Rząd tego państwa miał utrudniać prace trybunału poprzez uniemożliwianie stawiania zarzutów kolejnym członkom reżimu rządzącego Kambodżą w latach 1975-79. Według sędziego źle układała się współpraca z jego kambodżańskim odpowiednikiem You Bunlengiem. W oficjalnym oświadczeniu sąd wskazał, że aktywny sprzeciw w kwestiach dotyczących dwóch prowadzonych przez niego spraw doprowadził do paraliżu prac. Oświadczenie mówi także, że „sędzia Laurent Kasper-Ansermet uważa, że obecne warunki nie pozwalają mu prawidłowo i swobodnie wykonywać swoich obowiązków”. Nie wiadomo jeszcze kto zastąpi sędziego, jednak prawdopodobnie będzie on musiał przezwyciężać podobne trudności. Kasper-Ansermet oświadczył, że na stanowisku pozostanie do 4 maja.

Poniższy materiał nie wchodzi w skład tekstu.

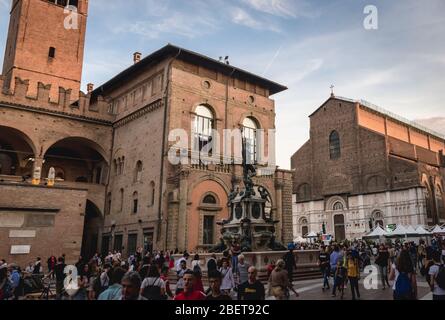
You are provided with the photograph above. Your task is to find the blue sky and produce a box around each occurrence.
[0,0,445,168]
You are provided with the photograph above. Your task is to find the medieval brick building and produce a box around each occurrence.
[0,0,292,263]
[291,96,445,240]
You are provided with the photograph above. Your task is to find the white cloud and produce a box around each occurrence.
[230,7,280,32]
[243,0,318,18]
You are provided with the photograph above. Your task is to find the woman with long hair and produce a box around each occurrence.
[389,249,417,300]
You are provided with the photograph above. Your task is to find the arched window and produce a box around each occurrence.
[297,183,311,200]
[95,167,102,184]
[202,194,216,204]
[329,131,341,160]
[133,192,138,214]
[332,201,345,211]
[134,161,142,182]
[54,167,65,180]
[243,117,259,164]
[193,105,214,155]
[105,192,111,215]
[148,181,156,207]
[372,210,385,228]
[436,186,445,219]
[119,188,124,212]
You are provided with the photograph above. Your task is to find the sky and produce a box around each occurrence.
[0,0,445,169]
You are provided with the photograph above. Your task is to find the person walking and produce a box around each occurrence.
[283,245,297,283]
[121,271,147,301]
[238,267,266,301]
[346,252,360,300]
[389,249,417,300]
[205,270,232,301]
[175,270,206,301]
[428,251,445,301]
[269,259,298,300]
[318,247,331,291]
[219,259,235,295]
[329,245,343,297]
[140,265,165,301]
[375,244,391,290]
[54,257,66,300]
[236,254,250,286]
[98,267,126,300]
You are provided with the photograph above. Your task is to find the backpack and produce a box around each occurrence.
[394,272,413,300]
[436,265,445,290]
[142,278,162,301]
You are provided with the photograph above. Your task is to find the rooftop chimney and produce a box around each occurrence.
[133,52,142,64]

Jest to już drugi sędzia opuszczający trybunał w przeciągu ostatnich sześciu miesięcy. Pierwszym był Niemiec Siegfried Blunk, który ustąpił ze stanowiska w październiku zeszłego roku. Powody jego dymisji były zbliżone do obecnych zarzutów Kaspera-Ansermeta. Blunk obwiniał rząd o ingerowanie w potencjalne dwie nowe sprawy. W sprawach tych pięciu członków reżimu Czerwonych Khmerów średniego szczebla usłyszałoby zarzuty masowych zabójstw i zmuszania do pracy. Szwajcarski sędzia zastąpił Blunka, jednak Kambodża odmówiła uznania mianowania go na to stanowisko, zmuszając do pracy bez wsparcia swojego kambodżańskiego odpowiednika.
Sąd został ustanowiony w 2007 roku, aby ukarać winnych śmierci ponad dwóch milionów ludzi podczas rządów Czerwonych Khmerów. Oficjalnie nazwa trybunału to Nadzwyczajne Izby w Sądach Kambodży. Został on powołany po niemal dekadzie rokowań pomiędzy ONZ a khmerskim rządem. Rząd ten, składający się z wielu wcześniejszych członków reżimu, silnie protestuje przeciwko przesłuchaniom kolejnych podejrzanych. Dotychczas sąd zakończył tylko jeden proces. Karę dożywocia otrzymał były naczelnik więzienia Tuol Sleng (S-21) Kaing Guek Eay, znany lepiej jako Duch. Był on odpowiedzialny za śmierć około 15 tys. osób oraz stosowanie tortur.